Lachesismo, la parola che spiega perché a volte desideriamo il caos

Lachesismo, la parola che spiega perché a volte desideriamo il caos

A volte non è la distruzione che chiamiamo, ma una scossa. Un evento più grande di noi che interrompa il rumore di fondo dell’esistenza e ci faccia sentire di nuovo vivi.

Commento introduttivo
Pier Carlo Lava

C’è una parola poco conosciuta, quasi segreta, che negli ultimi anni torna a bussare con insistenza nelle riflessioni psicologiche e culturali del nostro tempo. È lachesismo, un termine che descrive un pensiero improvviso e disturbante: il desiderio di essere travolti da un evento naturale violento non per morire, ma per rompere la staticità della vita quotidiana. Un fulmine, una tempesta, un terremoto immaginato come soglia emotiva, non come fine.

Il lachesismo non è un istinto suicida né una pulsione distruttiva in senso clinico. È piuttosto una fantasia di reset, una reazione profonda a una realtà percepita come eccessivamente controllata, prevedibile, anestetizzata. Quando ogni giorno sembra uguale al precedente, la mente cerca un varco simbolico, qualcosa che interrompa la continuità e restituisca intensità al tempo.

Dal punto di vista psicologico, questo stato si manifesta spesso in periodi di stress prolungato, alienazione lavorativa, saturazione informativa o senso di impotenza. Il caos immaginato diventa una metafora potente: non vogliamo la catastrofe, vogliamo che qualcosa cambi. Il cervello, incapace di visualizzare una trasformazione graduale, costruisce scenari estremi come scorciatoie emotive.

Nella società contemporanea il lachesismo trova terreno fertile. Viviamo immersi in una routine iper-organizzata, fatta di notifiche, scadenze, protocolli, algoritmi. Tutto è misurabile, tracciabile, ottimizzato. In questo contesto, il desiderio del disordine diventa paradossalmente una forma di ribellione interiore, una richiesta di autenticità, di esperienza non mediata.

Anche la cultura e la letteratura hanno spesso sfiorato questo sentimento. Dalle tempeste romantiche che riflettono l’animo umano, fino alle narrazioni moderne sul collasso come occasione di rinascita, il caos è stato più volte rappresentato come forza rivelatrice, capace di spogliare l’individuo dalle maschere sociali e riportarlo all’essenziale.

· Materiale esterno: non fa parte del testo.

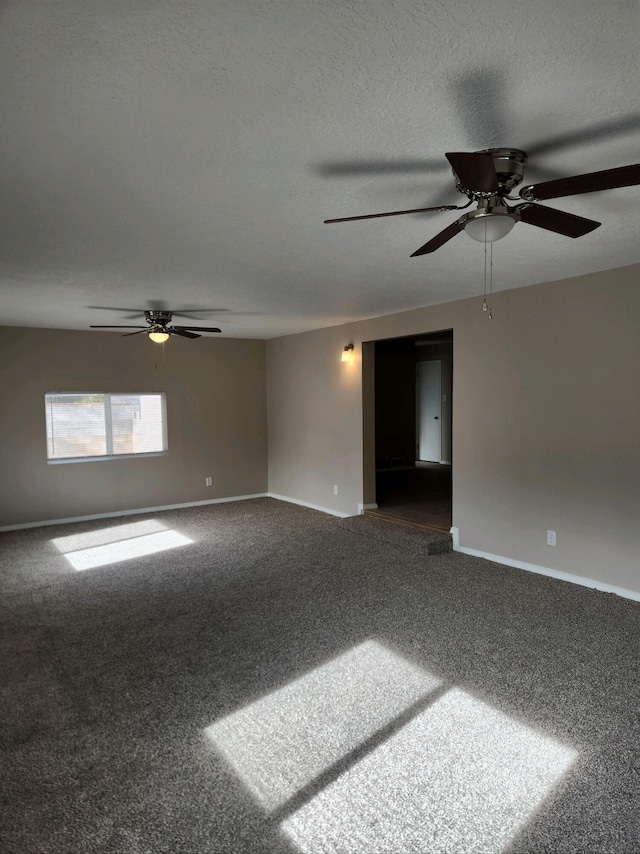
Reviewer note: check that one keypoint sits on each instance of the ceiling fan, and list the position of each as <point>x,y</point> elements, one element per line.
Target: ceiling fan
<point>487,177</point>
<point>158,327</point>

Riconoscere il lachesismo non significa assecondarlo, ma ascoltarne il messaggio. Dietro quel pensiero improvviso c’è quasi sempre una domanda più semplice e più urgente: “Cosa, nella mia vita, ha bisogno di cambiare davvero?”. A volte basta nominare questo desiderio per iniziare a trasformarlo in scelta consapevole, senza attendere che sia una tempesta a farlo per noi.

Geo
Questo articolo nasce ad Alessandria, in un territorio che conosce bene il valore dell’equilibrio tra ordine e cambiamento, tra pianura e improvvise fratture della storia. Alessandria today continua a esplorare parole, idee e stati d’animo che aiutano a leggere il presente con maggiore profondità, offrendo strumenti culturali per interpretare ciò che spesso resta inespresso.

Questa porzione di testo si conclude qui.